My teacher (did I really say that? more on this later), Zentatsu Baker-Roshi, is in Boulder this weekend giving a seminar on the Evolution of Zen at the Chautauqua Community House. Spring rain and Winter’s final touch are mixing together and providing an excellent weekend to be indoors contemplating the human existence and meaning of self!
This seminar is much more casual than the Sesshin I attended several weeks ago – no robes, no chanting or prostrations, plenty of breaks and conversation. Roshi generally sets the context for our discussion then responds to questions, all the while trying to frame the theme, the Evolution of Zen.

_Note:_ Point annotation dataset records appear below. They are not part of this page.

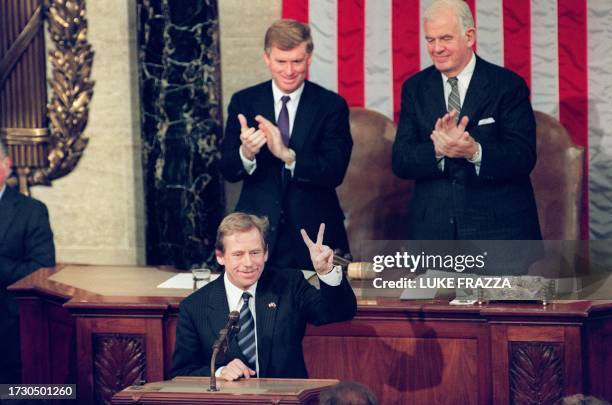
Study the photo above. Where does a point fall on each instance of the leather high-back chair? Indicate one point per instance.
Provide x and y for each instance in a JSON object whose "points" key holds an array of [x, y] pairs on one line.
{"points": [[374, 200], [557, 180]]}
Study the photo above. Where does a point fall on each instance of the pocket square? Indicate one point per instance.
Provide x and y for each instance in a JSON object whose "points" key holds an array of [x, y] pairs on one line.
{"points": [[486, 121]]}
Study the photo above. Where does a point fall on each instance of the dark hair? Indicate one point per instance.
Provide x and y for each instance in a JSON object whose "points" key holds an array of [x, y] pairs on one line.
{"points": [[240, 222], [287, 34], [3, 147], [347, 393]]}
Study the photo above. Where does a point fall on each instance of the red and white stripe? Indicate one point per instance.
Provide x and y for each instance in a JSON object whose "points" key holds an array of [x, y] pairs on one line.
{"points": [[365, 49]]}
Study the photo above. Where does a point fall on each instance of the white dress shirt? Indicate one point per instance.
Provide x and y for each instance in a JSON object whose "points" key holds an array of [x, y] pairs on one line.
{"points": [[235, 301], [463, 82], [292, 105]]}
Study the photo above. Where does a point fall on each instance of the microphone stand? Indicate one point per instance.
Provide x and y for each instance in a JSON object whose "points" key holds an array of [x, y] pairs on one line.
{"points": [[221, 345]]}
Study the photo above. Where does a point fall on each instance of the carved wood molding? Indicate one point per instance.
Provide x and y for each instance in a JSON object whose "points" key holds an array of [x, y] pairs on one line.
{"points": [[119, 361], [536, 373], [71, 87]]}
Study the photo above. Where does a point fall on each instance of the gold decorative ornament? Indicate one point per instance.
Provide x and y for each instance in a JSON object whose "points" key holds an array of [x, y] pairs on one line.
{"points": [[71, 87], [46, 143]]}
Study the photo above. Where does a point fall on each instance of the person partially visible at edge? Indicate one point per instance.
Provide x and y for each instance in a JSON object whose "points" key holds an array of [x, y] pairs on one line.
{"points": [[274, 304], [289, 141], [26, 244], [466, 134]]}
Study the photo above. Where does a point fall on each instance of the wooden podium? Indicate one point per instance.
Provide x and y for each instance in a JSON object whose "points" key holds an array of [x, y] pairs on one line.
{"points": [[193, 390], [107, 328]]}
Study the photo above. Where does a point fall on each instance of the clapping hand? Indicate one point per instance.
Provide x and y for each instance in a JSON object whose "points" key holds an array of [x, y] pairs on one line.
{"points": [[251, 140], [275, 141], [322, 256], [451, 139]]}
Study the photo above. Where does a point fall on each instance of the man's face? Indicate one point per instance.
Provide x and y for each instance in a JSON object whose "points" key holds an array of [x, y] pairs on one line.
{"points": [[244, 257], [5, 168], [449, 49], [288, 68]]}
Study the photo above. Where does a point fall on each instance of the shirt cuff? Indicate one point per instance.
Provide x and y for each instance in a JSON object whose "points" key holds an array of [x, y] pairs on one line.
{"points": [[333, 278], [290, 167], [440, 163], [218, 371], [477, 159], [249, 165]]}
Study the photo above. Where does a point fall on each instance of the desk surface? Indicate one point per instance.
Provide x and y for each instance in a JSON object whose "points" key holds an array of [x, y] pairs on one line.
{"points": [[129, 286]]}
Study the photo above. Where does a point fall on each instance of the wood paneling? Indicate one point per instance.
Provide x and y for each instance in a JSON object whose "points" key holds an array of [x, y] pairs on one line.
{"points": [[406, 351]]}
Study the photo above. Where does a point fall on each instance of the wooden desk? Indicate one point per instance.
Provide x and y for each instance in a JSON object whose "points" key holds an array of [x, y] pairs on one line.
{"points": [[193, 390], [109, 327]]}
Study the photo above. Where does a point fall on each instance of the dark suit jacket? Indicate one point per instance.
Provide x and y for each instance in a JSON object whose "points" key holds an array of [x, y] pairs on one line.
{"points": [[26, 244], [499, 202], [322, 142], [280, 329]]}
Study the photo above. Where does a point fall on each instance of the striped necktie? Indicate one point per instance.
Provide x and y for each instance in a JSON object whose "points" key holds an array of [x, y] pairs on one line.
{"points": [[454, 101], [283, 120], [246, 336]]}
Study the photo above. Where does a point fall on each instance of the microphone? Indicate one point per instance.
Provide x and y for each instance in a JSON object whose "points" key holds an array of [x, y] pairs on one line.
{"points": [[220, 346]]}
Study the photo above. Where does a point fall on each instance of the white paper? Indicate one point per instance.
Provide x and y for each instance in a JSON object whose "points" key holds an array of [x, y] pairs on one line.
{"points": [[185, 281]]}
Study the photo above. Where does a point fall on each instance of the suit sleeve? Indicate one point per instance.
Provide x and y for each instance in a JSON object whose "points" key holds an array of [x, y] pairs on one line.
{"points": [[326, 164], [329, 304], [188, 358], [38, 247], [513, 153], [230, 165], [413, 154]]}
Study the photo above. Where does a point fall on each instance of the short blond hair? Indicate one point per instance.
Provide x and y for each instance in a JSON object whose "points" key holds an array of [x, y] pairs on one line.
{"points": [[288, 34], [238, 222], [459, 7]]}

We have been working extensively with the differences between “Evolution” and “Development”. Development is more static – moving within the field of the known, using that known to separate something else out, or ‘develop it’. Evolution can be likened to an unrolling, a boundless process that is new in every moment. Something I am exploring personally is how do I create the conditions necessary to make my practice more likely to evolve? Our Sangha (group practicing together including the teacher) has been looking deeply into trust, and how it, along with acceptance, are an integral part of evolving ones own practice. Another way to look at this is ‘being secure in vulnerability’, something I try to remain aware of, rather than close off and go within my own walls. We also explored the differences between Faith and Trust, two closely linked words, that are in Roshi’s words “part of the same experiential groove”. The subtle difference is that Faith walks a fine line with belief, which can be limited. Belief to me is static, based in the known and discounts the unknowable. As soon as you believe something, you are no longer open to the unknown, because you “believe this is the way it is”. Its security and safety and easier that way. I think I like Trust better as a word to describe opening myself to that unknown, as Trust is rooted more in experience, of which every moment is new and potentially boundless. At some level you even trust that you don’t trust. There’s some Zen for you. 🙂 I’m out of time but will write more on my thoughts about what it means to have a teacher and practice with a group.